New concentrating solar power plant rising from the desert

In volume, the amount is equal to two of Egypt’s Cheops pyramids. But the preparatory work, which started in June 2010, was the least of the challenges ahead for the team working on the Shams One power plant now taking shape near Madinat Zayed, in Abu Dhabi’s Western Region. When completed later this year, it will have a capacity to generate 100 megawatts of electricity, enough to power 20,000 homes.

Large enough to accommodate 285 football fields, the site is now covered with a giant solar field – row upon row of tall metal frames with curved glass mirrors attached to them.
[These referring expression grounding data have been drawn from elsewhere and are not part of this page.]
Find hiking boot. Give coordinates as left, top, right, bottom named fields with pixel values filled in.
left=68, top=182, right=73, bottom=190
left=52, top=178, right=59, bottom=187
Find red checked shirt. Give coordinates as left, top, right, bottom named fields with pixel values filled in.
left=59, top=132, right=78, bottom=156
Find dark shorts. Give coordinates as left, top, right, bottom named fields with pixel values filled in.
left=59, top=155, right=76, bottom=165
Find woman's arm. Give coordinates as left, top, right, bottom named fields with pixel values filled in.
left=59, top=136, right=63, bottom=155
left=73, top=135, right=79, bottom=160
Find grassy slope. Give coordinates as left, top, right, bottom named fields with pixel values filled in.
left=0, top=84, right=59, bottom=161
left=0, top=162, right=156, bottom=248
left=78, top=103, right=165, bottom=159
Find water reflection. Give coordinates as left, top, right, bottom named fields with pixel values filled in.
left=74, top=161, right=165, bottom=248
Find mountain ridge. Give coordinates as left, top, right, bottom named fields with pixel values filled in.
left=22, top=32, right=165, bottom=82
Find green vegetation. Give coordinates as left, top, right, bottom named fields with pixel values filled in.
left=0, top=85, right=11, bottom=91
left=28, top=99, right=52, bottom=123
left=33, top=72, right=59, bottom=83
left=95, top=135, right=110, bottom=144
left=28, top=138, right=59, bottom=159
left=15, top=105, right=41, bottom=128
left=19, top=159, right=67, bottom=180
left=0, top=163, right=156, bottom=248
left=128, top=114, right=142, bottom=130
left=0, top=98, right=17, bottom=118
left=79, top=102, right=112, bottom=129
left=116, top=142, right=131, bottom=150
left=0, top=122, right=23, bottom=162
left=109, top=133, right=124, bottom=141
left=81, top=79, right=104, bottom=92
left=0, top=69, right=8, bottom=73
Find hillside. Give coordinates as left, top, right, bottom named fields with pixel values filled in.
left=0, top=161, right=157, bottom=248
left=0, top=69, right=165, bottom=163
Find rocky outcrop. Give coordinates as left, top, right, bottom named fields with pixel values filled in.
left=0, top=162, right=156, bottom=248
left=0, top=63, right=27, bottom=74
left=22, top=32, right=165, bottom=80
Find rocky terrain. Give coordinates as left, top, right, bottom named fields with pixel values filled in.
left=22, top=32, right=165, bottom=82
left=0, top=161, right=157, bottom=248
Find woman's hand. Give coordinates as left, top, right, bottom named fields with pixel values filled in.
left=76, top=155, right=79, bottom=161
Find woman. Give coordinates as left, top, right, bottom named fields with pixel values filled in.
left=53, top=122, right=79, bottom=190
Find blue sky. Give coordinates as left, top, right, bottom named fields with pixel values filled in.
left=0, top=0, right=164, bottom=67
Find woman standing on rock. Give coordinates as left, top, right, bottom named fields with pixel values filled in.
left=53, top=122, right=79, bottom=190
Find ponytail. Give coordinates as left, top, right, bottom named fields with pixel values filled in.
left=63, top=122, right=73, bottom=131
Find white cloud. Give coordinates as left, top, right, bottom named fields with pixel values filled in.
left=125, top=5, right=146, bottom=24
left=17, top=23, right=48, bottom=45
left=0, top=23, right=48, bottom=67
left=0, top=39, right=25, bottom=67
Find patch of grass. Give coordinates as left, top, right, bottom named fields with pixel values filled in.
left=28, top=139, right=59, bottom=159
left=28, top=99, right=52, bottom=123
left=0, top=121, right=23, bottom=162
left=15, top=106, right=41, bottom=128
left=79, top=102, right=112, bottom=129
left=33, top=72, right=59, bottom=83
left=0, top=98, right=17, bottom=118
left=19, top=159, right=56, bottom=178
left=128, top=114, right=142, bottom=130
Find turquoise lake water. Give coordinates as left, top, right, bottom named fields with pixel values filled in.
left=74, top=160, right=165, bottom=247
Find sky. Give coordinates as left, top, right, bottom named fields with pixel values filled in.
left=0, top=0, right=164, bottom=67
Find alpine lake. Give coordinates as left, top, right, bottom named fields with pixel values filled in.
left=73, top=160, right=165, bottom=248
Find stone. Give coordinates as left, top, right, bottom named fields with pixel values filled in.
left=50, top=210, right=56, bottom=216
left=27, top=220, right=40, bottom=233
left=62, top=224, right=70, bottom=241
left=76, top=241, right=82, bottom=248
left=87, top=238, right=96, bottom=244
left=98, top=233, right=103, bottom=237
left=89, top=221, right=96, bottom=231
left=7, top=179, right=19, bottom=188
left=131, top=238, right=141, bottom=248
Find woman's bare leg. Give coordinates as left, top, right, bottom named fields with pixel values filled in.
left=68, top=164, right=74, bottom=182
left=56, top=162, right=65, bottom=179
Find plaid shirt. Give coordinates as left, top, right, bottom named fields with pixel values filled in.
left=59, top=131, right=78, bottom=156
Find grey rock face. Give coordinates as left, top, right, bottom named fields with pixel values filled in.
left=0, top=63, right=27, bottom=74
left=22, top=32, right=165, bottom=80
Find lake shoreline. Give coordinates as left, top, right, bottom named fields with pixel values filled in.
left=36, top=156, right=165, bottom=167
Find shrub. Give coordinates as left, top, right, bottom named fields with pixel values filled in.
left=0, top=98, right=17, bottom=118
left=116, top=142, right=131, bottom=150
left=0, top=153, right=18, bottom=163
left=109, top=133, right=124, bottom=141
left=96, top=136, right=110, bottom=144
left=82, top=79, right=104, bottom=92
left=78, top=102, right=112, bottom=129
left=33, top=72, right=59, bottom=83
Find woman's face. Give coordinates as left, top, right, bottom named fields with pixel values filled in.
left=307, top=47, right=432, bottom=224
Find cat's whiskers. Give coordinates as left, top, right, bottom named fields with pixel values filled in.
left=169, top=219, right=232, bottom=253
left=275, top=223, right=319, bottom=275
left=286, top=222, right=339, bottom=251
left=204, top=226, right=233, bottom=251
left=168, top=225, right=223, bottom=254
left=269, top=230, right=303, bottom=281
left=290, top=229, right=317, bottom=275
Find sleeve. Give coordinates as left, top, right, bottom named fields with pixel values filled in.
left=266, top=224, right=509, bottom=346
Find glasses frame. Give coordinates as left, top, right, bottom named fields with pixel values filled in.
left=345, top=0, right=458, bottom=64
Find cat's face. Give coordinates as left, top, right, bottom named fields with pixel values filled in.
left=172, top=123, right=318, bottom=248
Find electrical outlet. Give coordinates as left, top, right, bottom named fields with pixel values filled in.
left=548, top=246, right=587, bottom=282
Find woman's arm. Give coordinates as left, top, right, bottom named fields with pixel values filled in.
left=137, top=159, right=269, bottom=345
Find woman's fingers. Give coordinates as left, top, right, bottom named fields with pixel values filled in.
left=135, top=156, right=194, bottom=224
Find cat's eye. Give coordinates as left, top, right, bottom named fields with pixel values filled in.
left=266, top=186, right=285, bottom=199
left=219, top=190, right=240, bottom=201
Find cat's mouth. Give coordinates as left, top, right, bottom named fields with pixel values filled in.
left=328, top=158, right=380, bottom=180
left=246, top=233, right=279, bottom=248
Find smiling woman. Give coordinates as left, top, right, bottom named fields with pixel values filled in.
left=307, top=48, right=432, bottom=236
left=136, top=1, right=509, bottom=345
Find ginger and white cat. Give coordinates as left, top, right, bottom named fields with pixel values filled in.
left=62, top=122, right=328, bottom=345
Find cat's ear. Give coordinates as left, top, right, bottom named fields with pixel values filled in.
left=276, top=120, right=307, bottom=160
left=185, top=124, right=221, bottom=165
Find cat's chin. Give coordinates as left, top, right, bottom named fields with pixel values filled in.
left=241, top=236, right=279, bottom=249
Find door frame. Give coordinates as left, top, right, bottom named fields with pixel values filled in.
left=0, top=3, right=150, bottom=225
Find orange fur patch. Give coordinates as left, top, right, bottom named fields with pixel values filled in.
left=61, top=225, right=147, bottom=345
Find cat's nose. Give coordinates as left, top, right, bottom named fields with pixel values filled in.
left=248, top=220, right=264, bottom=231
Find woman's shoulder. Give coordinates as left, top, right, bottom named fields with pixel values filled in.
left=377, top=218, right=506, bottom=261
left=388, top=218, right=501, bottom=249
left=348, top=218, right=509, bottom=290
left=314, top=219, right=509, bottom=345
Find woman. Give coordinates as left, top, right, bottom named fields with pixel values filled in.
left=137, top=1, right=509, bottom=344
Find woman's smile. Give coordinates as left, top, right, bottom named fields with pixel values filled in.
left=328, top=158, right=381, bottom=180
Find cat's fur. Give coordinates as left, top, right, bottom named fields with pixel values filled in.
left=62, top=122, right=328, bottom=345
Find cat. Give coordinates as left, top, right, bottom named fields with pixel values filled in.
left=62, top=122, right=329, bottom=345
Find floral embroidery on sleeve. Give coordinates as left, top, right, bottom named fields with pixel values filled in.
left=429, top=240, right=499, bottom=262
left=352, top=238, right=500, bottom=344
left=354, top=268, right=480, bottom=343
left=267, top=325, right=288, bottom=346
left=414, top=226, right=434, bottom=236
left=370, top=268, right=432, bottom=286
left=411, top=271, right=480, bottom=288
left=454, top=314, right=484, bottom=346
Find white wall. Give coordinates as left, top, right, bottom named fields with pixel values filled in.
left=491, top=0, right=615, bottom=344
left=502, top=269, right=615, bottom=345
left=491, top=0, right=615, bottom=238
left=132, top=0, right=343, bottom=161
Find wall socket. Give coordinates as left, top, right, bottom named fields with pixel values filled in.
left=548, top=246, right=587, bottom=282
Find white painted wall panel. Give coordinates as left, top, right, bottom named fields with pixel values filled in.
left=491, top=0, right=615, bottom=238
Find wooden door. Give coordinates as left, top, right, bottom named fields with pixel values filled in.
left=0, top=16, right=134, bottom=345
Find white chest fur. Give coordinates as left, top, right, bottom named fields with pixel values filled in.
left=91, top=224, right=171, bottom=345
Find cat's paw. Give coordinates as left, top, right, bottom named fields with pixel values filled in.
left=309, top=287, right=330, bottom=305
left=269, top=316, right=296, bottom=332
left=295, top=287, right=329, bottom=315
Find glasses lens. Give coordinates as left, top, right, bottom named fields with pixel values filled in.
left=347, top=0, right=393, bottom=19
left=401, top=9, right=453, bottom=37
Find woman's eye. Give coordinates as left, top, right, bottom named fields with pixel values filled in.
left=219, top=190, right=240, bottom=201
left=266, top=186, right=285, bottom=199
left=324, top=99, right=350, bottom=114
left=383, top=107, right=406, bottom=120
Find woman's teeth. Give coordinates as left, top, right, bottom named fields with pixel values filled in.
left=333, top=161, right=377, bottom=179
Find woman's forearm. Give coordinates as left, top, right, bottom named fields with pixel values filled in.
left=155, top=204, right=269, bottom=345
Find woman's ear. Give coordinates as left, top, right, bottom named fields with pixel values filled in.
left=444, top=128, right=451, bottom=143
To form the height of each row, four curved mirrors are connected, forming a parabola shape. From there, it is relatively simple physics: the parabola shape means that all the sunlight hitting the mirrors is reflected on to a small glass tube above the mirrors. The sunlight, thus concentrated, heats up the collector tube, and starts a process essential to the production of electricity.
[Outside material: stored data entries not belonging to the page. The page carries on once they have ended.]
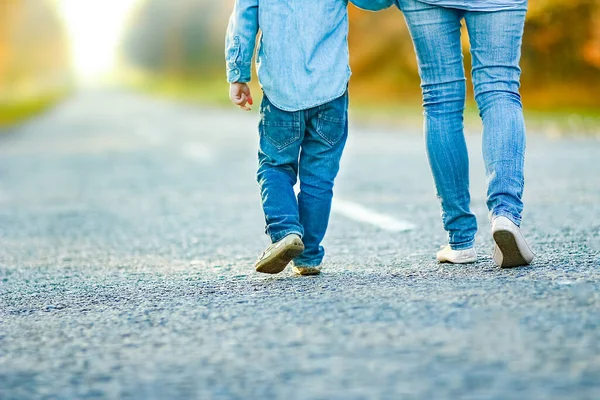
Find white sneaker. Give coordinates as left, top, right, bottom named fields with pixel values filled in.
left=492, top=216, right=534, bottom=268
left=255, top=234, right=304, bottom=274
left=436, top=245, right=477, bottom=264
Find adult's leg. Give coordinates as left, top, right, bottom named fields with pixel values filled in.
left=465, top=6, right=528, bottom=225
left=295, top=93, right=349, bottom=267
left=398, top=0, right=477, bottom=249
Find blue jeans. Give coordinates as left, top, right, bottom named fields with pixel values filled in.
left=398, top=0, right=528, bottom=250
left=257, top=92, right=348, bottom=266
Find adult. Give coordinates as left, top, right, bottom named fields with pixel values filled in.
left=396, top=0, right=534, bottom=267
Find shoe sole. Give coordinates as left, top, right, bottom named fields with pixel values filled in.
left=493, top=230, right=529, bottom=268
left=292, top=266, right=321, bottom=276
left=437, top=255, right=477, bottom=264
left=438, top=258, right=477, bottom=264
left=255, top=239, right=304, bottom=274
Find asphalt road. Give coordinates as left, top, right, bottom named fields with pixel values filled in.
left=1, top=91, right=599, bottom=400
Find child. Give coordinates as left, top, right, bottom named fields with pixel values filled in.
left=225, top=0, right=393, bottom=275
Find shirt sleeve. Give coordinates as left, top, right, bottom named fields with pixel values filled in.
left=225, top=0, right=259, bottom=83
left=350, top=0, right=395, bottom=12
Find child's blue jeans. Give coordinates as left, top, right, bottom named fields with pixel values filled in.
left=257, top=92, right=348, bottom=267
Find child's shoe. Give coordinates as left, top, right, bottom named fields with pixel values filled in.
left=255, top=234, right=304, bottom=274
left=291, top=262, right=321, bottom=276
left=436, top=245, right=477, bottom=264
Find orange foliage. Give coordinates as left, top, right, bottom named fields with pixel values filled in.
left=584, top=7, right=600, bottom=68
left=348, top=1, right=600, bottom=109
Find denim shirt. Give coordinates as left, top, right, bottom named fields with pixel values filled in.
left=414, top=0, right=527, bottom=11
left=225, top=0, right=392, bottom=112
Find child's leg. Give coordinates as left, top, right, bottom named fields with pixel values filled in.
left=295, top=92, right=349, bottom=267
left=256, top=95, right=304, bottom=243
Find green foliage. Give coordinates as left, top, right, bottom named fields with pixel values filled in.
left=121, top=70, right=232, bottom=106
left=0, top=90, right=70, bottom=128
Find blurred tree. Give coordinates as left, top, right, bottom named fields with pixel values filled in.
left=519, top=0, right=600, bottom=108
left=349, top=1, right=600, bottom=108
left=0, top=0, right=71, bottom=100
left=348, top=6, right=420, bottom=102
left=524, top=0, right=599, bottom=81
left=121, top=0, right=600, bottom=109
left=584, top=8, right=600, bottom=69
left=121, top=0, right=228, bottom=78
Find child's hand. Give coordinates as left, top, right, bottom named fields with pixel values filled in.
left=229, top=82, right=253, bottom=111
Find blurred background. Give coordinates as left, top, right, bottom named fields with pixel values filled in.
left=1, top=0, right=599, bottom=133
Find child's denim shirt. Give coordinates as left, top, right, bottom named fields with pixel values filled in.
left=225, top=0, right=393, bottom=112
left=226, top=0, right=350, bottom=112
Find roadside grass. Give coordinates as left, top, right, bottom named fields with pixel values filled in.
left=119, top=71, right=234, bottom=107
left=523, top=108, right=600, bottom=137
left=352, top=101, right=600, bottom=137
left=0, top=90, right=71, bottom=129
left=122, top=73, right=600, bottom=137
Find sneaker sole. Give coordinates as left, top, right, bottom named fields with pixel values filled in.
left=437, top=254, right=477, bottom=264
left=255, top=239, right=304, bottom=274
left=493, top=230, right=529, bottom=268
left=292, top=266, right=321, bottom=276
left=437, top=258, right=477, bottom=264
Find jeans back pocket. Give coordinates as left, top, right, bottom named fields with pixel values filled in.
left=316, top=93, right=348, bottom=146
left=260, top=97, right=302, bottom=150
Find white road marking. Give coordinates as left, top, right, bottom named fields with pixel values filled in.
left=293, top=186, right=414, bottom=232
left=140, top=132, right=411, bottom=231
left=332, top=198, right=415, bottom=232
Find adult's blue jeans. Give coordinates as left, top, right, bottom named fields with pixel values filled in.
left=257, top=92, right=348, bottom=266
left=397, top=0, right=528, bottom=250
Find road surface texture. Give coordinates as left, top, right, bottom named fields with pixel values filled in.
left=1, top=91, right=599, bottom=399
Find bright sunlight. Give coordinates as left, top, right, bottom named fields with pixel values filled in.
left=58, top=0, right=140, bottom=81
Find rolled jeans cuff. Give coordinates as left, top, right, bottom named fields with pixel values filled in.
left=450, top=238, right=476, bottom=251
left=269, top=229, right=303, bottom=243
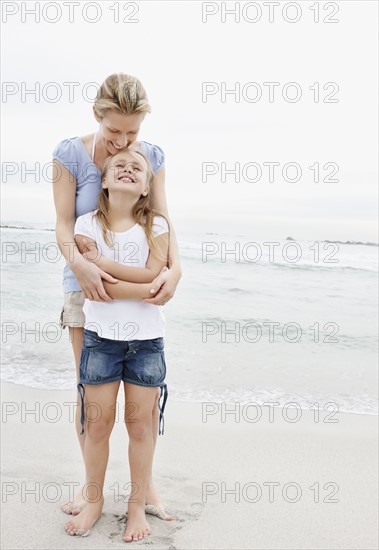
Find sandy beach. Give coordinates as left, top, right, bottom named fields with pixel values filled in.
left=1, top=381, right=378, bottom=550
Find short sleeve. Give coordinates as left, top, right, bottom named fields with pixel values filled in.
left=74, top=212, right=97, bottom=240
left=152, top=216, right=169, bottom=238
left=52, top=138, right=79, bottom=179
left=141, top=142, right=165, bottom=174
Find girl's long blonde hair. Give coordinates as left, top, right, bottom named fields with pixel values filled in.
left=96, top=151, right=169, bottom=262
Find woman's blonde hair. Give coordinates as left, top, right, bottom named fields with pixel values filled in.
left=96, top=151, right=169, bottom=262
left=94, top=73, right=151, bottom=118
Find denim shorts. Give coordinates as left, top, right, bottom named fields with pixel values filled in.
left=77, top=329, right=168, bottom=435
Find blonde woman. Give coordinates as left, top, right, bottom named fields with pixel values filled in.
left=52, top=74, right=181, bottom=523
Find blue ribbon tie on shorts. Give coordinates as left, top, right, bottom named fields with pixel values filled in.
left=158, top=384, right=168, bottom=435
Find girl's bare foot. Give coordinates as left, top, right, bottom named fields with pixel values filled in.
left=64, top=497, right=104, bottom=537
left=123, top=504, right=151, bottom=543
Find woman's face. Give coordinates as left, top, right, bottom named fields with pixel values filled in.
left=94, top=109, right=145, bottom=155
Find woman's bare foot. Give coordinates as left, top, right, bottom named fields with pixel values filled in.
left=64, top=497, right=104, bottom=537
left=145, top=482, right=175, bottom=521
left=61, top=487, right=87, bottom=515
left=123, top=504, right=151, bottom=543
But arranging the mirrors so they do the job is far from simple, said the project manager, Laurent Longuet.

"You need to be accurate and you need to be accurate each time," he said, speaking at a media tour of the new facility on Wednesday.

The plant is 80 per cent complete, and testing of the equipment is expected to start soon. Once it begins running at the end of this year, it will be Abu Dhabi’s largest solar project to date.

Masdar, the capital’s clean energy company, is constructing the solar plant in collaboration with Abengoa Solar, a Spanish infrastructure and environment company, and the French oil company Total. The plant is part of Plan Abu Dhabi 2030, which aims reduce the UAE’s dependence on oil.